Skymind (YC W16) raises $11.5M to bring deep learning to more enterprises

(techcrunch.com)

64 points | by blueyes 1863 days ago

10 comments

blueyes 1863 days ago
Any one interested in our code can try out a live demo on Katacoda: https://www.katacoda.com/skymind/
Fwiw, the Skymind team built Deeplearning4j, is the second-largest contributor to Keras after Google, and the sole maintainer of HyperOpt.
https://github.com/deeplearning4j/
https://github.com/hyperopt/hyperopt/
Our code serves as a bridge between the Python data science ecosystem and tools like Spark, Kafka, Hadoop, etc.
mark_l_watson 1863 days ago
Good for them!
While I almost always use TensorFlow for work, I appreciate Skymind's open source Deeplearning4j library for use with Common Lisp (via Armed Bear CL), Java, and Scala. Sometimes living on the JVM is the best choice.
[-]
- agibsonccc 1863 days ago
  Thanks! Of note is we also contribute to keras and run javacpp: https://github.com/bytedeco/javacpp which allows us to run a lot of things you only get in python directly in c. We need to work on getting some of these things more well known. Hopefully we can focus more on better community growth this year.
uberdog 1863 days ago
Is Sky TV still suing everyone with Sky in the name?
https://techcrunch.com/2013/06/28/uks-bskyb-wins-judgement-a...
https://www.eurogamer.net/articles/2016-06-20-no-mans-sky-st...
[-]
- blueyes 1863 days ago
  No. Knock on wood.
pytyper2 1863 days ago
How do I make an architecture diagram like they display in the article?
[-]
- asimjalis 1863 days ago
  You can use https://cloudcraft.co
- linkingday 1863 days ago
  Looks like they used Cloudcraft for that
- pavlov 1863 days ago
  Cool, but rather too difficult to read to be used for anything but marketing hero graphics.
  [-]
  - pytyper2 1862 days ago
    What would you recommend?
sinak 1863 days ago
We share an office with the Skymind team, and they're an awesome group. Congrats to them on their round!
king_magic 1863 days ago
Legitimately curious, why would this be a better solution than Databricks on Azure or AWS?
[-]
- blueyes 1863 days ago
  DL4J is one of the easiest ways to add deep learning to a Spark cluster.
  https://deeplearning4j.org/docs/latest/deeplearning4j-scaleo...
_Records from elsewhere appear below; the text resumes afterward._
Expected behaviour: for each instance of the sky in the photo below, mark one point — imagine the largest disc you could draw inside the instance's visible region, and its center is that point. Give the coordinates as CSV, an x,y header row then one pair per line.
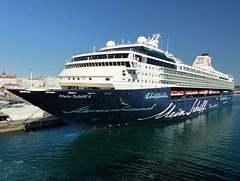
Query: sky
x,y
44,34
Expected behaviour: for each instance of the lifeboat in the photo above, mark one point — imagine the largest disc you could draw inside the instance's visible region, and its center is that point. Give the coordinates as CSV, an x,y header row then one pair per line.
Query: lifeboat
x,y
211,92
195,92
173,93
180,93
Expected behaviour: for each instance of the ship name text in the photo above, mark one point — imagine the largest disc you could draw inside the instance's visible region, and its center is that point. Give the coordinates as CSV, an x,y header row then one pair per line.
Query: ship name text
x,y
170,112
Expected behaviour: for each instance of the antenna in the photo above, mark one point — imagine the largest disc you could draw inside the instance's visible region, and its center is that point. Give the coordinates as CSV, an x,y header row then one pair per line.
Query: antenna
x,y
31,78
168,43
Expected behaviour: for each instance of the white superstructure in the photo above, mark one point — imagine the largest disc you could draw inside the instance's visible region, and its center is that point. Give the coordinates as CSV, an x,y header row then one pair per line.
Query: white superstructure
x,y
140,65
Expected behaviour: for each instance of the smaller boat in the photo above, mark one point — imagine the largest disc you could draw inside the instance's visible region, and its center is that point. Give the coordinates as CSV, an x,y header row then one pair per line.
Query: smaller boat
x,y
4,118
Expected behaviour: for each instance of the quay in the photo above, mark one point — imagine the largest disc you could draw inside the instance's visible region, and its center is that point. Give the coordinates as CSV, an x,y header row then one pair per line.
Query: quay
x,y
31,124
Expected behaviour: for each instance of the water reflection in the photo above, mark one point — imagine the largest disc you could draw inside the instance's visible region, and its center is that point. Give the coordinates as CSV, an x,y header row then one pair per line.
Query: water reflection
x,y
184,150
205,147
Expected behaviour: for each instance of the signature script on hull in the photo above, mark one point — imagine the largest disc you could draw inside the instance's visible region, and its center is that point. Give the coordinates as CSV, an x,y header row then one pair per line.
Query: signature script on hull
x,y
170,112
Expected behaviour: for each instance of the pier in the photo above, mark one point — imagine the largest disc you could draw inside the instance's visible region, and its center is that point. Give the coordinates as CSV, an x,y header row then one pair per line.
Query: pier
x,y
31,124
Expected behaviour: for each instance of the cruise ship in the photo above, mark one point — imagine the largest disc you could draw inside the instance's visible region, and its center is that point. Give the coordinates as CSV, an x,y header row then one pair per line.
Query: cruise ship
x,y
132,83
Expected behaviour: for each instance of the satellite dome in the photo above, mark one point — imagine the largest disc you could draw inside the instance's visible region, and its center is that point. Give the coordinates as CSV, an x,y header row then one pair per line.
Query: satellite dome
x,y
141,39
110,43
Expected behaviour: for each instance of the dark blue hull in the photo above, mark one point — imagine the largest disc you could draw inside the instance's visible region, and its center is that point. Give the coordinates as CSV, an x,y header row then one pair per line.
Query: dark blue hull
x,y
96,109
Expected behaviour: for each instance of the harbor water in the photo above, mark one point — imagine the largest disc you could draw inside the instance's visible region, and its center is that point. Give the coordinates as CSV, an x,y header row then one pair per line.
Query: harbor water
x,y
205,147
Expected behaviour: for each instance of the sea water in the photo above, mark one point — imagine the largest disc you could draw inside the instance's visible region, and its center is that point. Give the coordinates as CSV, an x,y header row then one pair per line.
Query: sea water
x,y
205,147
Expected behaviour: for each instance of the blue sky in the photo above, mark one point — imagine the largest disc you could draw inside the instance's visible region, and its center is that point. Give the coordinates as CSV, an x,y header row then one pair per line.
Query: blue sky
x,y
44,34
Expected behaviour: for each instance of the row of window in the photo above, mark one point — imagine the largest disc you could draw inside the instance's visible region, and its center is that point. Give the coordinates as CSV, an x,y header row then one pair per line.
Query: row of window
x,y
83,78
98,64
105,56
197,71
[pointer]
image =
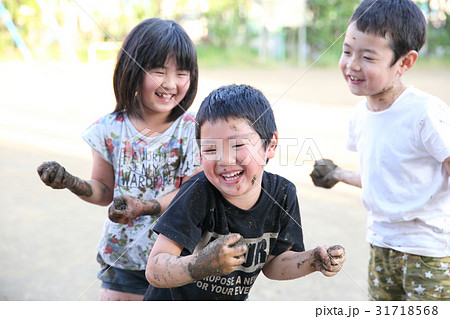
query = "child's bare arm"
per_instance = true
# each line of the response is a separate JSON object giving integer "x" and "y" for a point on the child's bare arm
{"x": 98, "y": 190}
{"x": 326, "y": 174}
{"x": 447, "y": 165}
{"x": 166, "y": 269}
{"x": 291, "y": 265}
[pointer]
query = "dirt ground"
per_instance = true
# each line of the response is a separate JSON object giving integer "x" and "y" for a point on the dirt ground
{"x": 48, "y": 237}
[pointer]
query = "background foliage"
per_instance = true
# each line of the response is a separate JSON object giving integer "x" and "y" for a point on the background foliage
{"x": 233, "y": 32}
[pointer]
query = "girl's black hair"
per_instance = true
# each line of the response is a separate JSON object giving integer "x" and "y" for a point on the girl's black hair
{"x": 148, "y": 46}
{"x": 400, "y": 21}
{"x": 240, "y": 102}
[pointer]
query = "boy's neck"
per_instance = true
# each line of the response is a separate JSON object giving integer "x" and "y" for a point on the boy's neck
{"x": 381, "y": 102}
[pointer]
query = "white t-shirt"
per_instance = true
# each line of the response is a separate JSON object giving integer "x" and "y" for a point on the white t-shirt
{"x": 405, "y": 187}
{"x": 145, "y": 168}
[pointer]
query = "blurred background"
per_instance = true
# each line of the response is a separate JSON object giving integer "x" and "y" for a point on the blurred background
{"x": 244, "y": 31}
{"x": 56, "y": 63}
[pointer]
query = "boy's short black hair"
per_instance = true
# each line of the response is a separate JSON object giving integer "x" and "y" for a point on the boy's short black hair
{"x": 400, "y": 21}
{"x": 148, "y": 46}
{"x": 241, "y": 102}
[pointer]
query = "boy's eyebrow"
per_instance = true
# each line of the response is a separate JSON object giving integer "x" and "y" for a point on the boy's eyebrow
{"x": 235, "y": 136}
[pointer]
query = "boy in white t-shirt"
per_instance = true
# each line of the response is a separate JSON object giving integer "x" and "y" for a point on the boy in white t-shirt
{"x": 402, "y": 136}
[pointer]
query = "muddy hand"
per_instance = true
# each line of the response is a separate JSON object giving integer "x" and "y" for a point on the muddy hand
{"x": 123, "y": 210}
{"x": 54, "y": 175}
{"x": 220, "y": 257}
{"x": 328, "y": 261}
{"x": 322, "y": 175}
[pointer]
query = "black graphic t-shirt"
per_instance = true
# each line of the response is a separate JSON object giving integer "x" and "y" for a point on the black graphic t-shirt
{"x": 200, "y": 214}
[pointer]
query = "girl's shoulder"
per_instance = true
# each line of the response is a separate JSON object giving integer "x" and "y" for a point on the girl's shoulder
{"x": 117, "y": 118}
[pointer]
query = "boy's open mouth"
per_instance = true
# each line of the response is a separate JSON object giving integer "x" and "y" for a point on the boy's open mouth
{"x": 165, "y": 95}
{"x": 229, "y": 177}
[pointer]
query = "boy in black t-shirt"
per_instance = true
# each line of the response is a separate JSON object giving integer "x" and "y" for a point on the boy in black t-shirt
{"x": 233, "y": 220}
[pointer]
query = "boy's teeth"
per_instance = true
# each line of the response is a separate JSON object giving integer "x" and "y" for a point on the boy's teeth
{"x": 231, "y": 176}
{"x": 165, "y": 96}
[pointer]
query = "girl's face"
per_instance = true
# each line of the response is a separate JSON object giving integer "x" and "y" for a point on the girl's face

  You can also import Keras models to train them on a Spark cluster with DL4J:
  https://deeplearning4j.org/docs/latest/keras-import-overview
  [-]
  - king_magic 1863 days ago
    Right, but you can just as easily train a model with TensorFlow on Databricks - maybe I’m missing something, though.
    [-]
    - agibsonccc 1863 days ago
      We control the whole framework down to the bare metal. We also have our own built in memory allocators.
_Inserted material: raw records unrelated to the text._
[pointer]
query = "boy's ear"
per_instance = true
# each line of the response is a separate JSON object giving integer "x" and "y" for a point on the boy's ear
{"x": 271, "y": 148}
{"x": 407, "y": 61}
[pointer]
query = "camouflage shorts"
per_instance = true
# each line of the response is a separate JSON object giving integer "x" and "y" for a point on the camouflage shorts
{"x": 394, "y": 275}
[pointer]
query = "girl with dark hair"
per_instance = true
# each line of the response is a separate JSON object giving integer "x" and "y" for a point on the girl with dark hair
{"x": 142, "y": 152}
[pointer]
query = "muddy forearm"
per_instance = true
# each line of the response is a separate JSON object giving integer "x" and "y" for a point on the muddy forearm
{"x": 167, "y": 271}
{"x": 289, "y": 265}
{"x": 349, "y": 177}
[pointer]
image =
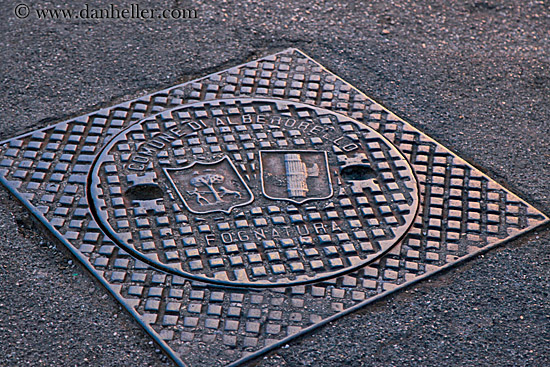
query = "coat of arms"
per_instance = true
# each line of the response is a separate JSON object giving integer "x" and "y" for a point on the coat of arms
{"x": 295, "y": 175}
{"x": 208, "y": 187}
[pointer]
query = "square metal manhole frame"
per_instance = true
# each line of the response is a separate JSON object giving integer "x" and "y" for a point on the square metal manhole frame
{"x": 463, "y": 212}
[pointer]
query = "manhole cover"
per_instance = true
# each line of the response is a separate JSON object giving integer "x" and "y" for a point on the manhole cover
{"x": 235, "y": 212}
{"x": 253, "y": 192}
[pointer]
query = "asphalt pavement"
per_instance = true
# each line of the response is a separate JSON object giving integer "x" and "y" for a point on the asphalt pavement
{"x": 474, "y": 75}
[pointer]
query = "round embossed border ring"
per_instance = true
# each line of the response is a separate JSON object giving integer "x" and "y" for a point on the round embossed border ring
{"x": 253, "y": 192}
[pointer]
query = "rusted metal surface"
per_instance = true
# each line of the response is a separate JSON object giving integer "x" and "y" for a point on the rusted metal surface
{"x": 234, "y": 212}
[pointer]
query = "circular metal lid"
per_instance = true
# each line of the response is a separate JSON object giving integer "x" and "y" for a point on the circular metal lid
{"x": 253, "y": 192}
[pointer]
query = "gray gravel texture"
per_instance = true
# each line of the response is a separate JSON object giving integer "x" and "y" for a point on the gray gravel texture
{"x": 474, "y": 75}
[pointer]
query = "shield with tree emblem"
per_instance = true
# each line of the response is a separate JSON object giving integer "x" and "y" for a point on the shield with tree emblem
{"x": 208, "y": 187}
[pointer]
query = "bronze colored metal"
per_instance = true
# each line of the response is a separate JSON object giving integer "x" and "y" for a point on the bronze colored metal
{"x": 203, "y": 208}
{"x": 253, "y": 192}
      There's a bit more to jvm than just training models. Java based application servers are still widely deployed for example.
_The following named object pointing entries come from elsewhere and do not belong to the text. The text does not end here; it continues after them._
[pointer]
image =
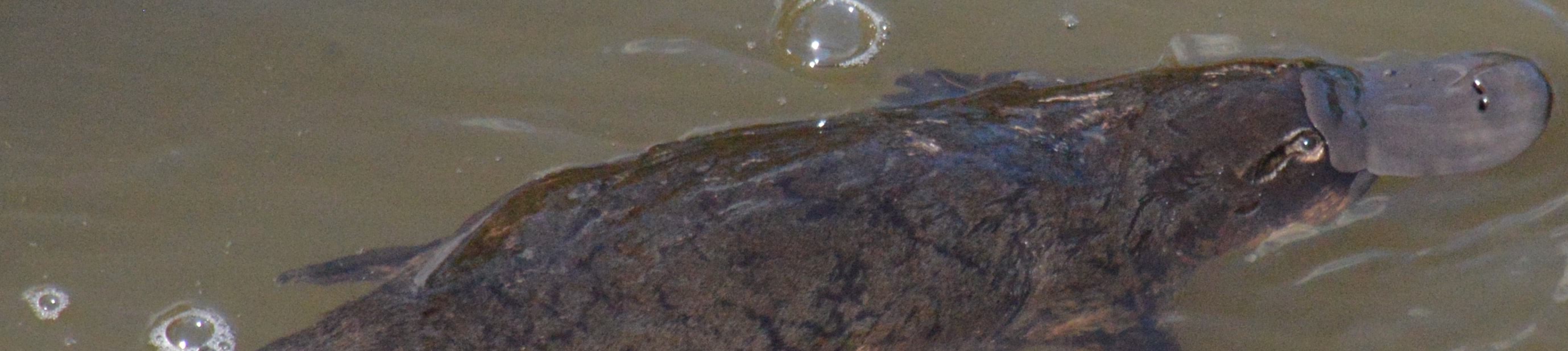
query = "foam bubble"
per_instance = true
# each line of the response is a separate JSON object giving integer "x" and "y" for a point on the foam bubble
{"x": 187, "y": 328}
{"x": 46, "y": 302}
{"x": 830, "y": 34}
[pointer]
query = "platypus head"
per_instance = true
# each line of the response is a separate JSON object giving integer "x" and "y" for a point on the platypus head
{"x": 1277, "y": 143}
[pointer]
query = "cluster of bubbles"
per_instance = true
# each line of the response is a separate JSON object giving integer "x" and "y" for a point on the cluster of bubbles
{"x": 46, "y": 302}
{"x": 187, "y": 328}
{"x": 830, "y": 34}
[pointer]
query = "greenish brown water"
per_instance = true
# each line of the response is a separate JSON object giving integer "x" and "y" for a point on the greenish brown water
{"x": 154, "y": 152}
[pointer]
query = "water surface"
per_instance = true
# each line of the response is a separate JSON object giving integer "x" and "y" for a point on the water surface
{"x": 179, "y": 154}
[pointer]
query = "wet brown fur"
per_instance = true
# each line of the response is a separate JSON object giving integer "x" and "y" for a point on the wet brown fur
{"x": 1009, "y": 218}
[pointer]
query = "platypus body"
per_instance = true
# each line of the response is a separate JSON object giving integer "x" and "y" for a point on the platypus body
{"x": 1013, "y": 217}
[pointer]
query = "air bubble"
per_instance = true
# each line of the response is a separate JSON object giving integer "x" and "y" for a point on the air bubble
{"x": 830, "y": 34}
{"x": 187, "y": 328}
{"x": 1070, "y": 21}
{"x": 46, "y": 302}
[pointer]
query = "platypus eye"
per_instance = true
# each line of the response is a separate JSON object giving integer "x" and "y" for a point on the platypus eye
{"x": 1306, "y": 146}
{"x": 1299, "y": 146}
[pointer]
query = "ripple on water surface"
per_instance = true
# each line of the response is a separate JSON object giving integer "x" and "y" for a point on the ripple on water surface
{"x": 830, "y": 34}
{"x": 187, "y": 328}
{"x": 46, "y": 302}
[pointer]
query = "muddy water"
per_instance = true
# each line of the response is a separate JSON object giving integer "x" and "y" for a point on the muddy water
{"x": 184, "y": 152}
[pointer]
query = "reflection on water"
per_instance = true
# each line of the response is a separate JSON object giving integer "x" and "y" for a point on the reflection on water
{"x": 190, "y": 151}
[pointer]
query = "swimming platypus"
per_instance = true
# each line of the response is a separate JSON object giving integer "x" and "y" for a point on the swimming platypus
{"x": 1013, "y": 215}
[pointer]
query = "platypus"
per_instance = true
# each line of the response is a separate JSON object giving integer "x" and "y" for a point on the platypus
{"x": 1016, "y": 213}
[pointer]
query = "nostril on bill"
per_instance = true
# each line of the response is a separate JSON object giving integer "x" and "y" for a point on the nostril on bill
{"x": 1426, "y": 121}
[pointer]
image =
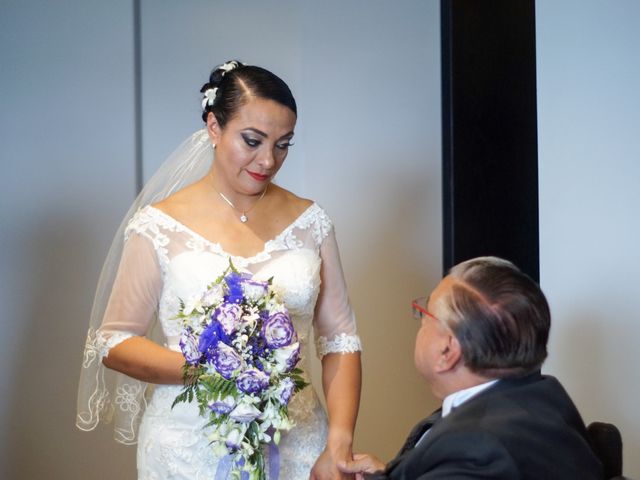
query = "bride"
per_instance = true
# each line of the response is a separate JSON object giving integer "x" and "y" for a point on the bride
{"x": 190, "y": 219}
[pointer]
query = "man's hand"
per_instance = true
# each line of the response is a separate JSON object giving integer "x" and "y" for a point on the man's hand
{"x": 362, "y": 463}
{"x": 326, "y": 467}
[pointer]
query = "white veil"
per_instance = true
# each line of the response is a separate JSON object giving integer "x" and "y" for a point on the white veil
{"x": 98, "y": 385}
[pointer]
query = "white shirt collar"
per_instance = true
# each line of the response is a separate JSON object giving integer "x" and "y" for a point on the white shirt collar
{"x": 458, "y": 398}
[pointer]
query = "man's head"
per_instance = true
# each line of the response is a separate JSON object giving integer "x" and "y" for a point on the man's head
{"x": 490, "y": 320}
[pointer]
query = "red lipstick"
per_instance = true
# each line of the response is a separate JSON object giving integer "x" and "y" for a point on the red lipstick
{"x": 258, "y": 177}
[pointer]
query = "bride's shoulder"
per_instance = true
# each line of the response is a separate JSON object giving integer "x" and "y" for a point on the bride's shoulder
{"x": 297, "y": 205}
{"x": 180, "y": 202}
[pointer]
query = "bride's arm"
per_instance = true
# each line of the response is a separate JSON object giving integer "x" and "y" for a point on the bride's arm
{"x": 142, "y": 359}
{"x": 341, "y": 374}
{"x": 131, "y": 307}
{"x": 339, "y": 346}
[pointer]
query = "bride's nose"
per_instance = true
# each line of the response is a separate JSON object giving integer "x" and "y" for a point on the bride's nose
{"x": 267, "y": 159}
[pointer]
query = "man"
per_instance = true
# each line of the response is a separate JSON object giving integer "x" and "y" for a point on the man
{"x": 480, "y": 347}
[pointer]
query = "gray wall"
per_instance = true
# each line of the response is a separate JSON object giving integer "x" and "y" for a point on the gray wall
{"x": 589, "y": 155}
{"x": 366, "y": 76}
{"x": 66, "y": 137}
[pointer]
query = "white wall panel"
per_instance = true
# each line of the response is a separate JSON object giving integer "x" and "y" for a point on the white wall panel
{"x": 66, "y": 152}
{"x": 589, "y": 155}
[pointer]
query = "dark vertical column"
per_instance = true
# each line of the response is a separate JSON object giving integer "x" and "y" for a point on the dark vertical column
{"x": 490, "y": 153}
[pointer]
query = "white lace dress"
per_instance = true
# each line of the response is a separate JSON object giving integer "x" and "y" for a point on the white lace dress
{"x": 164, "y": 261}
      There's a whole data engineering niche we target here as well (for the spark pipelines) where python isn't a good fit for that team.
      Then there's the fact we're still easier to run keras on spark than any other framework thanks to our model import.
      That doesn't account for what we're doing with inference. Many vendors in this space are just running kubernetes bundling other tools they don't control. We actually engage various large companies in custom chip development running other DL frameworks due to this low level control.
      Depending on what you're looking to do, we're still the standard for pre compiled binaries compiled as jar files: https://repo1.maven.org/maven2/org/nd4j/nd4j-native/1.0.0-be...
      You won't find any other framework running pre cooked avx binaries and IBM power at the same time.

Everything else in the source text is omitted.